The contradiction in the above analysis was the fact that dynamic RES like solar and wind are non-dispatchable sources of energy and they have uncertainties associated with them due to forecast inaccuracies. So, RES like solar, cannot be equated with the operation of other cheaper conventional/non-conventional sources of energy. Therefore, proposed model, explained in Sect. 2.1, was implemented in the manner mentioned in stage 2, explained in Sect. 2.2. Tables 1 and 2 provide results of two scenarios wherein the share of the solar power plant was restricted to 35% and 40%, respectively, and the reserve requirement was changed at an interval of 5%.
Tables 1 and 2 look into two separate aspects of generation scheduling. Constraints (2)–(5) cater to up-down system spinning reserve constraints. It has two parts—one portion is based on forecast inaccuracy arising in demand forecasts. The second portion is concerned with the scenario that due to forecasting inaccuracies, actual power produced by solar plant is more/less than the committed value. So by increasing the reserve component representing variability in solar, system instability issues are being reduced as sufficient spinning reserve would be able to adjust the imbalance due to solar prediction errors. On the other hand, if the system stability is prioritized, then it is observed in Tables 1 and 2 that the cost of generation using diesel generators, start-up cost, and reserve costs increases. This is seen in Figs. 3 and 4. Thus, the overall cost of generation increases as the penetration of solar increases.

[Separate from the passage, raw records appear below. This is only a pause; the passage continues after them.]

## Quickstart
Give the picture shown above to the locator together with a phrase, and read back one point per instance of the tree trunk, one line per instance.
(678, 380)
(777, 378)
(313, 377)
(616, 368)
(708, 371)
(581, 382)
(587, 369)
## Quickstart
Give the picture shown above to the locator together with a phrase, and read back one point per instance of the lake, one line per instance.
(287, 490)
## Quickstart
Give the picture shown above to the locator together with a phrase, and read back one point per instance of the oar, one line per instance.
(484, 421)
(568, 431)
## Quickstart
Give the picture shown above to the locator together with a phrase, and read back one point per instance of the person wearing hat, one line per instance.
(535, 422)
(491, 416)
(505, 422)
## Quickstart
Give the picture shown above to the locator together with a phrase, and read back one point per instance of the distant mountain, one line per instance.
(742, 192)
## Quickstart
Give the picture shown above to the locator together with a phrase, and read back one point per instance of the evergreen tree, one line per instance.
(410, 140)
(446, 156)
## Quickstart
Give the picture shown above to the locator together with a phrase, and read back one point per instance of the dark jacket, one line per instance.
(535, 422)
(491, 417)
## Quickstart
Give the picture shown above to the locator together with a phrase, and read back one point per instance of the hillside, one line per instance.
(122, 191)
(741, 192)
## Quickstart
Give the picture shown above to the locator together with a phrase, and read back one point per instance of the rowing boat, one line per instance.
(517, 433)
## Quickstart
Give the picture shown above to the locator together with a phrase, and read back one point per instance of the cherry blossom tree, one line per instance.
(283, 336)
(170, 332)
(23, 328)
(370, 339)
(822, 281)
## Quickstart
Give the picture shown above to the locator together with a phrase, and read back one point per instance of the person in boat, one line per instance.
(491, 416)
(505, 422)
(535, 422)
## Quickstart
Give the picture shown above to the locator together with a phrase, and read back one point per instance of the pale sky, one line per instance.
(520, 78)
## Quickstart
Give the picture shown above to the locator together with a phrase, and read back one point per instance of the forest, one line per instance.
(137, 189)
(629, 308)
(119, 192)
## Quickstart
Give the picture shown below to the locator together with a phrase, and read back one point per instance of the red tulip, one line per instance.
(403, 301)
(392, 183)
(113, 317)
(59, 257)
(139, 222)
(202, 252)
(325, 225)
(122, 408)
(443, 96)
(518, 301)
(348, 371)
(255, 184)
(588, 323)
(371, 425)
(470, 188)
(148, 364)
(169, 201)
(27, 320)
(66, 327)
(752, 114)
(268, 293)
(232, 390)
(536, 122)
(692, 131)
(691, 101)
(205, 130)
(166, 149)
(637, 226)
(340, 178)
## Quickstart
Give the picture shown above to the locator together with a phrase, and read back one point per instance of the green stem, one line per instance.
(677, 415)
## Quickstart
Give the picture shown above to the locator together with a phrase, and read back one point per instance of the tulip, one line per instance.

In stage 3 of the analysis, the reserve component due to variability in solar is restricted 20%, i.e., in order to maintain system stability, a reserve capacity of 20% is to be acquired. It is observed that as the installed capacity of solar is increased, if system stability is prioritized through reserve component then lesser solar power will be scheduled. This is owing to the fact that for higher variability considerations, more conventional generators are needed. Details of parameters analyzed in stage 3 is shown in Table 3 along with Fig. 5.
GoI has taken a bold initiative to address the energy crisis of A&N Islands by increasing the share of renewables in the grid profile. But conscious analysis of the situation needs to be done before aggressively pursuing its renewable targets. Increasing share of dynamic RES increases the need to cater to the uncertainty introduced by forecasting inaccuracies of these non-dispatchable sources. The proposed model makes provision for the same by adding an additional reserve capacity component for the solar power generated. This additional reserve is eventually taken care of by the oil-fired generators themselves. So, as the penetration of renewables in insular grids increase, the reserve cost and start-up cost also increase. The overall rise in the total cost may not be much in the initial levels of integration with small reserve variability. But keeping smaller reserve component would mean that forecast inaccuracies observed in real time may not be handled every time leading to system instability when inaccuracies are higher. And smaller renewable integration is against the ultimate goal of integrating renewables.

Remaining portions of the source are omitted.